The Federal Railroad Administration has launched an investigation into the cause of a train derailment in Spartanburg early Friday morning after an engine and four cars – three of which carried highly flammable ethanol – left the tracks.
The CSX train was hauling 90 cars filled with ethanol, an alcohol-based fuel additive, but no fuel or chemicals leaked in the incident, Spartanburg Fire Chief Marion Blackwell said.
The derailment happened two days after the Obama administration proposed stricter rules for trains that carry oil and ethanol following several high-profile train wrecks in North America in the past year.
Under the proposal, which is open to public comment now, railroad companies would have to retrofit or phase out the majority of tank cars they use now in favor of stronger and costlier new cars within two years.
The federal investigation will determine the root cause of the Spartanburg wreck and any appropriate enforcement actions, an FRA spokesman said.
Investigators began the investigation on site Friday, but the investigation’s findings may not be known for some time, said Mike Booth, an FRA spokesman.
The train, operated by CSX, had three engines. The third engine derailed and pulled three ethanol-filled cars and a hopper car filled with sand off the tracks, Blackwell said.
The tankers landed “upside down in a ditch,” Blackwell said.

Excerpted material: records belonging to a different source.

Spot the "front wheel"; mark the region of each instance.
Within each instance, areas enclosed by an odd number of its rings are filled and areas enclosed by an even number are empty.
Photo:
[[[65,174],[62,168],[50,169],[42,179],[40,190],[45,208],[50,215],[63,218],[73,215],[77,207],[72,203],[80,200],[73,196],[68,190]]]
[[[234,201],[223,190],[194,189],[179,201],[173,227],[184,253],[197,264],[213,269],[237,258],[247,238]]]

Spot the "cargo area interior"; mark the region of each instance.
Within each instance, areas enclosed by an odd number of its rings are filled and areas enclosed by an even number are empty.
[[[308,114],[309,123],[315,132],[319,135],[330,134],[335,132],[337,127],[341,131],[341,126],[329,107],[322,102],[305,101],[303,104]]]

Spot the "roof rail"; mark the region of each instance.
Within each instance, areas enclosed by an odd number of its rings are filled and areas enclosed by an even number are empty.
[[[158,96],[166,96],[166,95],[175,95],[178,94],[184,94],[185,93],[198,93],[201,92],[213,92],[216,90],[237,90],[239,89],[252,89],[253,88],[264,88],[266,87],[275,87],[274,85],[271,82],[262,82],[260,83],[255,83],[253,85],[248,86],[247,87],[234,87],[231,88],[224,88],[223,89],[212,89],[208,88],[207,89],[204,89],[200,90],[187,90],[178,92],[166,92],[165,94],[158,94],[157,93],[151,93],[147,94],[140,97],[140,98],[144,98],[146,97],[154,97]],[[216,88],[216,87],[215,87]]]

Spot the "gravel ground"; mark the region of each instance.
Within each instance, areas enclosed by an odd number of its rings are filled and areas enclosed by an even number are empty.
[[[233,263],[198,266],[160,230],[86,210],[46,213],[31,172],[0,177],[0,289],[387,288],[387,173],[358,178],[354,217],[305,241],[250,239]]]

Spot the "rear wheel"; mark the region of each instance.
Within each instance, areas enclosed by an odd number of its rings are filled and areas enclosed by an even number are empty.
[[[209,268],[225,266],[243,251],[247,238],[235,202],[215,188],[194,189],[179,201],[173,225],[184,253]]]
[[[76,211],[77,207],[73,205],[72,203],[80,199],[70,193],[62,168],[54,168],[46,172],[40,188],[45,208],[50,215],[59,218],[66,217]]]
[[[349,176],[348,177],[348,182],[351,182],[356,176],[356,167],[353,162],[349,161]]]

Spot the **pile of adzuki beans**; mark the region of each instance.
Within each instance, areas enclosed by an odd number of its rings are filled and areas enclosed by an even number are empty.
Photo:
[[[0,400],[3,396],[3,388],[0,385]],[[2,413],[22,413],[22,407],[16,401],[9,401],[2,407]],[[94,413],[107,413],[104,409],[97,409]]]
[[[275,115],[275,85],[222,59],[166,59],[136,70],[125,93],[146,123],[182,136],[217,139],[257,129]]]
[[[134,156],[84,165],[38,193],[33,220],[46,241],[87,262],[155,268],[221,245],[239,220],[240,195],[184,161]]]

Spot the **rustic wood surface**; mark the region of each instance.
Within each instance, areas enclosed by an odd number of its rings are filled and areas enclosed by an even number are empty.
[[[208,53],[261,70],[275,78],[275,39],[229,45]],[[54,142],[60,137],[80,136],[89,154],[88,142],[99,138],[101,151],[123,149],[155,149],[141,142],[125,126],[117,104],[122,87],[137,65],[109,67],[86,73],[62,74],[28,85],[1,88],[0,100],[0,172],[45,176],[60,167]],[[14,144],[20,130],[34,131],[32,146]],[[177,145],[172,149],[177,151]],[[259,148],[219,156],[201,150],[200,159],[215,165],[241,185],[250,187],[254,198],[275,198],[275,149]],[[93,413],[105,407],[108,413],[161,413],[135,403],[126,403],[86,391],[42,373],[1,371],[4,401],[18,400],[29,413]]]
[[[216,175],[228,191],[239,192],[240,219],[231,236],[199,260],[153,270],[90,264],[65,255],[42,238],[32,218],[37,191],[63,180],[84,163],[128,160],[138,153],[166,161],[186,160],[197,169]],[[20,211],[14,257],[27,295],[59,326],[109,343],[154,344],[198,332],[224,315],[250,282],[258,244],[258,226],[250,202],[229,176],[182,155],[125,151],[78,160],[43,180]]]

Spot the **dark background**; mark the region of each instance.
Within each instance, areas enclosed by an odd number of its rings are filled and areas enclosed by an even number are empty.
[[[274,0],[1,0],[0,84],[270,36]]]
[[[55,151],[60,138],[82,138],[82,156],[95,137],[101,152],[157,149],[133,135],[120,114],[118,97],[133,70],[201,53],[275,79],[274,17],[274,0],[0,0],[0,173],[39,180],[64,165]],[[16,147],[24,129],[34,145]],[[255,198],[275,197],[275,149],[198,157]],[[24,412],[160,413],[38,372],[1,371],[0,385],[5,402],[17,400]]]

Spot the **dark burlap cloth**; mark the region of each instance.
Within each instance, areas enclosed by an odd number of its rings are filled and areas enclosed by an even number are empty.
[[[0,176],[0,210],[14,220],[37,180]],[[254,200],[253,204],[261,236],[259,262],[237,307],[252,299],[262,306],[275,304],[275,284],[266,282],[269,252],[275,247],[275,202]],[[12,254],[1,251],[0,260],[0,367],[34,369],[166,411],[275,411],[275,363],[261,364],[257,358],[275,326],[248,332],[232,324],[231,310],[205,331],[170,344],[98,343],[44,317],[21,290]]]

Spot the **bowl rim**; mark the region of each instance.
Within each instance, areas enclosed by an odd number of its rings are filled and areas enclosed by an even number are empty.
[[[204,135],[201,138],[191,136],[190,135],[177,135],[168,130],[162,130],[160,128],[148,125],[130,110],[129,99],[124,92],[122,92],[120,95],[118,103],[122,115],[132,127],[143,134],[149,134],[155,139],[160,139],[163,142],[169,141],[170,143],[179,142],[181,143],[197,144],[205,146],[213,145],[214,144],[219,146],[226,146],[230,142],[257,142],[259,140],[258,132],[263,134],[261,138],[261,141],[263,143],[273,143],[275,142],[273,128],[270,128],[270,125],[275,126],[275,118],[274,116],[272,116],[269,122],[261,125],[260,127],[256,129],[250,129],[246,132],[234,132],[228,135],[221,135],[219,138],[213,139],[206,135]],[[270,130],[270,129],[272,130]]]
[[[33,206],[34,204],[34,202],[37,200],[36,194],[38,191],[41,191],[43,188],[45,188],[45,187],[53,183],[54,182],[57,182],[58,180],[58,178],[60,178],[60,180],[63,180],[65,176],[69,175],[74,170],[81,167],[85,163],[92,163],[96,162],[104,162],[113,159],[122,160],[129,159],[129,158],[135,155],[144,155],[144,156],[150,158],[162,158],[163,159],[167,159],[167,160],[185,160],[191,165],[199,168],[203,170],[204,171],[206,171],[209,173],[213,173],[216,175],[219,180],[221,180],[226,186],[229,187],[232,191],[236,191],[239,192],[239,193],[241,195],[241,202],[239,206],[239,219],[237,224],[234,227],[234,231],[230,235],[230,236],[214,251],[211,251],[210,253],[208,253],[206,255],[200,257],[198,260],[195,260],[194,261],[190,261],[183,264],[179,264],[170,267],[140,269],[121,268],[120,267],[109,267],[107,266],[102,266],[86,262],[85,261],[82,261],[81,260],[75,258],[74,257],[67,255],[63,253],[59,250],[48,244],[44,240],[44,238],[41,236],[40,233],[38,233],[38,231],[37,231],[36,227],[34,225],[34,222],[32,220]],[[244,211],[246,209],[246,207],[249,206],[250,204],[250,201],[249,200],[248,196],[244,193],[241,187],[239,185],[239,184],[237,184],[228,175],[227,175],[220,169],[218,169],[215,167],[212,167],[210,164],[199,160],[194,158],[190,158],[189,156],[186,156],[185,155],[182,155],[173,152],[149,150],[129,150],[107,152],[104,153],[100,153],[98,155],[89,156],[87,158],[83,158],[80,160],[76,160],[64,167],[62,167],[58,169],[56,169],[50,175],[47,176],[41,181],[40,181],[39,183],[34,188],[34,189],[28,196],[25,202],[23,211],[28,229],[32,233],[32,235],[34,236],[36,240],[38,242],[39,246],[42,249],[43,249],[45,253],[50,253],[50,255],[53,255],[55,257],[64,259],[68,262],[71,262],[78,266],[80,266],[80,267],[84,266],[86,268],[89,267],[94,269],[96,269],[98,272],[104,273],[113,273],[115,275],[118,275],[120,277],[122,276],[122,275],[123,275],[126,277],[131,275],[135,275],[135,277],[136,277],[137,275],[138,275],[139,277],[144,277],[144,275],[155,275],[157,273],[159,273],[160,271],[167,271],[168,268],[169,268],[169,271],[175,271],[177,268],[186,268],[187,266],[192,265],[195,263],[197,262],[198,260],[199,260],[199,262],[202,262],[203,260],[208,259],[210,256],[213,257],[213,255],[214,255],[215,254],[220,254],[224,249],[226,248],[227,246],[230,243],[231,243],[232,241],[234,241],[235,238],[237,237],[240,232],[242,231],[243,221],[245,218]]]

Crews from CSX pulled the engine back on track and worked Friday afternoon to flip the overturned cars, he said.
The train was nearing the end of its route from Illinois to South Carolina, said Carla Groleau, a CSX spokeswoman.

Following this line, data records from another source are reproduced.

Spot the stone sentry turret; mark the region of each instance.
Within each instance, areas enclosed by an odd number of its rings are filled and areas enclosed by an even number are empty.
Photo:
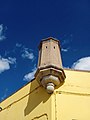
[[[64,83],[66,76],[62,68],[59,40],[49,37],[40,42],[35,78],[48,93],[53,93],[56,86]]]

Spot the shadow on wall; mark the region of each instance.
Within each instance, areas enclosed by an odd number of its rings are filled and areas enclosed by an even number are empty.
[[[38,86],[36,89],[34,89],[34,86],[34,82],[31,82],[31,93],[29,94],[27,106],[24,110],[25,116],[30,114],[40,103],[45,103],[50,97],[50,94],[48,94],[42,86]]]

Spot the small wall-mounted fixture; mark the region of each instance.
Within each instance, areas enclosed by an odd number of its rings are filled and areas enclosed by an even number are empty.
[[[36,80],[48,93],[53,93],[55,86],[61,85],[65,77],[62,69],[59,41],[52,37],[41,41],[38,69],[35,73]]]
[[[2,111],[2,108],[0,107],[0,111]]]

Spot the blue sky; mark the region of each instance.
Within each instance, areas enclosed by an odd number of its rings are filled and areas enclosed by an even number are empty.
[[[50,36],[64,67],[90,70],[90,1],[0,1],[0,101],[33,78],[38,45]]]

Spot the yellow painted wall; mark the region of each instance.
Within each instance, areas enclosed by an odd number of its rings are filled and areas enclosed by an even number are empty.
[[[65,70],[52,95],[36,80],[0,103],[0,120],[90,120],[90,72]]]

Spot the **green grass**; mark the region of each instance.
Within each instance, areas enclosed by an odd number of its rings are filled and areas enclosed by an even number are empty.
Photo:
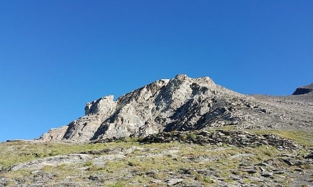
[[[228,127],[230,128],[231,127]],[[248,131],[259,134],[272,133],[285,138],[292,139],[300,145],[312,147],[313,134],[310,132],[289,131],[283,130],[249,130]],[[193,138],[195,134],[190,133],[189,138]],[[95,144],[83,144],[70,145],[52,143],[31,143],[27,142],[8,142],[0,144],[0,165],[5,168],[12,165],[55,155],[78,153],[91,150],[101,151],[121,148],[130,149],[125,154],[126,158],[121,160],[106,161],[103,165],[97,165],[92,161],[87,161],[76,165],[62,165],[46,166],[41,170],[54,175],[53,179],[62,180],[66,178],[72,180],[85,180],[91,175],[104,176],[105,187],[141,187],[144,185],[157,187],[160,184],[152,184],[150,182],[158,179],[164,181],[170,177],[169,172],[177,174],[182,170],[189,171],[192,180],[196,180],[204,186],[218,186],[218,181],[214,178],[222,178],[229,183],[235,183],[230,177],[232,175],[240,176],[254,177],[241,171],[240,164],[242,160],[249,161],[253,165],[260,162],[279,158],[283,153],[294,154],[288,151],[279,151],[271,146],[262,145],[256,147],[239,148],[217,145],[181,144],[178,142],[168,143],[152,143],[140,145],[138,138],[128,138],[124,142],[111,142]],[[169,155],[170,150],[177,150]],[[306,149],[297,151],[300,155],[308,153]],[[102,155],[111,154],[104,152]],[[249,156],[245,156],[246,155]],[[145,155],[153,155],[147,156]],[[242,156],[243,155],[243,156]],[[95,155],[98,157],[99,155]],[[244,158],[242,156],[245,157]],[[206,160],[207,159],[207,160]],[[289,166],[283,162],[273,161],[273,167],[288,168]],[[82,169],[83,167],[84,168]],[[304,169],[312,169],[307,165]],[[212,171],[214,174],[206,175],[201,170]],[[199,172],[200,171],[200,172]],[[19,179],[24,176],[31,176],[31,171],[20,170],[15,172],[0,174],[0,176],[11,179]],[[132,174],[131,177],[129,174]],[[257,175],[257,174],[255,174]],[[243,177],[245,184],[258,184],[251,178]],[[186,184],[190,178],[184,179]],[[122,181],[122,182],[120,182]],[[88,182],[91,183],[92,182]]]

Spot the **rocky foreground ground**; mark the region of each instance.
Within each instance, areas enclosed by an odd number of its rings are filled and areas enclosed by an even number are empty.
[[[311,132],[224,128],[0,150],[3,187],[313,186]]]
[[[245,95],[178,75],[101,97],[0,143],[0,187],[313,187],[312,86]]]

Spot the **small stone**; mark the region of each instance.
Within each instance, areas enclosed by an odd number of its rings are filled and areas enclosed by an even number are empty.
[[[282,174],[285,174],[286,172],[284,172],[284,171],[277,171],[276,172],[274,172],[274,174],[277,174],[277,175],[282,175]]]
[[[261,174],[261,176],[264,177],[270,177],[273,176],[272,172],[264,172]]]

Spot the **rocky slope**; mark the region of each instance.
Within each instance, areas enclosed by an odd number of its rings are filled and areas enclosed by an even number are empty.
[[[313,129],[311,94],[245,95],[217,85],[208,77],[178,75],[146,85],[115,101],[109,95],[89,102],[85,116],[51,129],[40,139],[88,141],[230,125],[240,128]]]
[[[311,92],[313,92],[313,83],[297,88],[293,94],[293,95],[302,95]]]

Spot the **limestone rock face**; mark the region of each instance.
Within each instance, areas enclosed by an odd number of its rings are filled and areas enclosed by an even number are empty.
[[[312,126],[313,101],[305,102],[308,108],[302,111],[296,106],[298,101],[290,99],[294,98],[245,95],[216,85],[208,77],[178,75],[115,101],[110,95],[89,102],[85,116],[50,130],[40,139],[88,141],[229,125],[242,128],[279,128],[282,124],[289,128],[292,123]],[[299,112],[303,115],[298,116]]]
[[[293,95],[301,95],[313,92],[313,83],[297,88]]]

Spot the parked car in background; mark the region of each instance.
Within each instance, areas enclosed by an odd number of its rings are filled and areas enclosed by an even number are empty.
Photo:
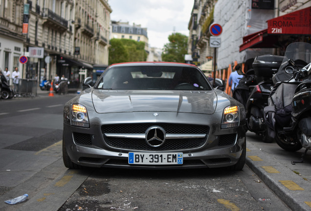
[[[64,107],[66,167],[243,168],[244,107],[197,66],[115,64],[91,83]]]

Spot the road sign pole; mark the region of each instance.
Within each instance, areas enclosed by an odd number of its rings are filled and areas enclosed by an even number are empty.
[[[216,78],[216,48],[214,48],[214,81],[213,86],[215,86]]]

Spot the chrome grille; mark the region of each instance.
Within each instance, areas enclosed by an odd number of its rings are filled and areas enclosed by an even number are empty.
[[[166,134],[197,135],[204,134],[204,137],[167,139],[160,147],[155,148],[148,145],[145,140],[144,134],[150,127],[154,126],[163,127]],[[104,139],[109,146],[117,148],[143,150],[171,150],[191,149],[202,146],[207,139],[209,128],[206,126],[150,123],[144,124],[121,124],[105,125],[102,127]],[[107,137],[105,134],[143,134],[144,138]]]

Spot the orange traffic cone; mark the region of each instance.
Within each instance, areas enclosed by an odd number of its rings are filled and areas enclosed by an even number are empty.
[[[53,82],[51,82],[51,87],[50,88],[50,93],[48,96],[50,97],[54,97],[54,93],[53,93]]]

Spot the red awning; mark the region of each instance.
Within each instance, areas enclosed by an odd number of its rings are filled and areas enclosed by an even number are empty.
[[[311,6],[267,21],[268,34],[311,35]]]
[[[268,35],[267,29],[243,37],[243,43],[240,45],[240,52],[251,48],[272,48],[278,42],[278,37]]]
[[[249,48],[275,47],[280,35],[311,35],[311,7],[267,21],[268,28],[243,37],[240,52]]]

CSX also had a crew on site Friday to investigate the cause of the crash, said Blackwell and Groleau.
The incident occurred at 1:30 a.m. near North Daniel Morgan Avenue, Blackwell said. Train cars blocked the intersection of North Main St. and Henry Street for a time but were uncoupled and moved before 6:30 a.m., he said.
The train cars were headed south and rounded a curve at a slow speed to head west when the derailment occurred, he said.
Spartanburg fire crews and the county HAZMAT team responded and inspected the overturned cars, but didn’t find any leaks and little damage, he said.
“It was a very low speed derailment,” he said. “The product stayed in the containers.”
CSX crews plan to lift the train cars, turn them upright and set them alongside the track until they can be moved by tractor-trailer on Monday, he said.
Blackwell said this is the largest train derailment he had experienced in the city.
There were no injuries or evacuations, he said.